Currently, individuals that want to annex property into a community must file an application that is signed by the property owner and a majority of the voters residing on the property. If passed, HB 2157 would alter longstanding and settled annexation procedures by introducing additional mandates, including requiring annexation applicants to attest that:
- The annexation would solely benefit the property owner and any voters living on the property; and
- The annexation application was not filed to help a municipality involuntarily annex property in the future.
The bill also creates additional criteria that a municipality must satisfy before involuntarily annexing property, significantly upending municipal authority to annex property, control municipal boundaries, and promote economic development.
As drafted, the bill creates a host of problems. First, annexation commonly benefits more than just a property’s owners and residents. Annexation also benefits the annexing municipality, which receives increased regulatory control and tax revenue; parties that wish to develop the property, but may not yet own it; prospective residents that do not have an ownership interest in the property; and neighboring property owners that, as a result of the annexation, may be able to receive city services by annexing their properties. The bill would apparently invalidate annexations that benefit any of these parties.
Second, its unclear how an annexation applicant could confirm that its application would not help a municipality involuntarily annex property in the future.
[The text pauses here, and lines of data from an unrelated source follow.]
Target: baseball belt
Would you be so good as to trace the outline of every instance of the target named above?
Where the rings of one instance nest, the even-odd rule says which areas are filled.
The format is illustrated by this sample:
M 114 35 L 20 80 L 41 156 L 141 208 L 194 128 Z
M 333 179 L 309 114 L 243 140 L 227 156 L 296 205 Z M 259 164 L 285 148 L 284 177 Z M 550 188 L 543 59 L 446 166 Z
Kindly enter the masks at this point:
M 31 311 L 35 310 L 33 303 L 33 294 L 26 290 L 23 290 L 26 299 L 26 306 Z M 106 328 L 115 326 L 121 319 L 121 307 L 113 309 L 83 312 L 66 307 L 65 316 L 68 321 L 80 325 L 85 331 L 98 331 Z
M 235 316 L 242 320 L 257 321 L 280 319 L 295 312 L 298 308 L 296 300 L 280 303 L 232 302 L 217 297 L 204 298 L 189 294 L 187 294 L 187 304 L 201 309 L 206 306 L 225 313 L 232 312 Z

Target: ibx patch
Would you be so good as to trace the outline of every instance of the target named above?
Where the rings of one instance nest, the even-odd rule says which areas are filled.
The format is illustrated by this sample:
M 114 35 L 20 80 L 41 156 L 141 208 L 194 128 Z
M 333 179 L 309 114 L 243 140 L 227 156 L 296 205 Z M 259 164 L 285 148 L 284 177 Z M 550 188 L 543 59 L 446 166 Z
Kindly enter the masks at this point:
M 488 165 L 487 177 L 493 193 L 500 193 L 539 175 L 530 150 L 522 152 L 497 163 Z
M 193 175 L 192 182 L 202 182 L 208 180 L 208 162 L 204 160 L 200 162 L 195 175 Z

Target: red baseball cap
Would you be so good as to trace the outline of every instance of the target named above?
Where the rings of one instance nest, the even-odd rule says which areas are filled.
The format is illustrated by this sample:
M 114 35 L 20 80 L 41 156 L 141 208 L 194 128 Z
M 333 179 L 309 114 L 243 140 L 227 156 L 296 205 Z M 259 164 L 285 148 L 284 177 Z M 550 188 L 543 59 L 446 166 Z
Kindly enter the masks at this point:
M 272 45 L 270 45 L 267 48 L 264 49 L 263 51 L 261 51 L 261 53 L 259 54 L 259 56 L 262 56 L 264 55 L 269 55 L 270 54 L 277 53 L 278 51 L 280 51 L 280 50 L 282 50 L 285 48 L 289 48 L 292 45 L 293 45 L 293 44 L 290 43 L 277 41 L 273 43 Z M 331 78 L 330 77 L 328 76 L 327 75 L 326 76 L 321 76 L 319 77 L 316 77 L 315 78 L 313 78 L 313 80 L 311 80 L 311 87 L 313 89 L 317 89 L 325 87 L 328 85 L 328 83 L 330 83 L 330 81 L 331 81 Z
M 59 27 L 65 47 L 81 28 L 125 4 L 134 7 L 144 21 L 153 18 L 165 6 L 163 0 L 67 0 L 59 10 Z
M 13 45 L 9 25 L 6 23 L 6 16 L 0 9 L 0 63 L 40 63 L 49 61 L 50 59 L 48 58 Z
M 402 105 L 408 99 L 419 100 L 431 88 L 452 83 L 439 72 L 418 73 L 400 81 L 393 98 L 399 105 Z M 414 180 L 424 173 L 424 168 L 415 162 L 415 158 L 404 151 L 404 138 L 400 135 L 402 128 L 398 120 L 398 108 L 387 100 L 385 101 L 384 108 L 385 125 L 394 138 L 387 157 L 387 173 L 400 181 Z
Annexation applicants generally aren’t aware of a community’s annexation plans (if any such plans exist). A law requiring an annexation applicant to attest to a municipality’s unknown future plans seems designed only to chill otherwise valid efforts to annex and develop property.
This bill comes on the heels of an annexation lawsuit we previously reported on involving Bolingbrook, a village located in Will County. The Bolingbrook case featured unusual facts that prompted the court to invalidate a voluntary annexation that facilitated a subsequent involuntary annexation. At first blush, this bill appears to respond to the Bolingbrook case, albeit in a way that may create serious unintended consequences.
We’ll update our readers as the bill progresses.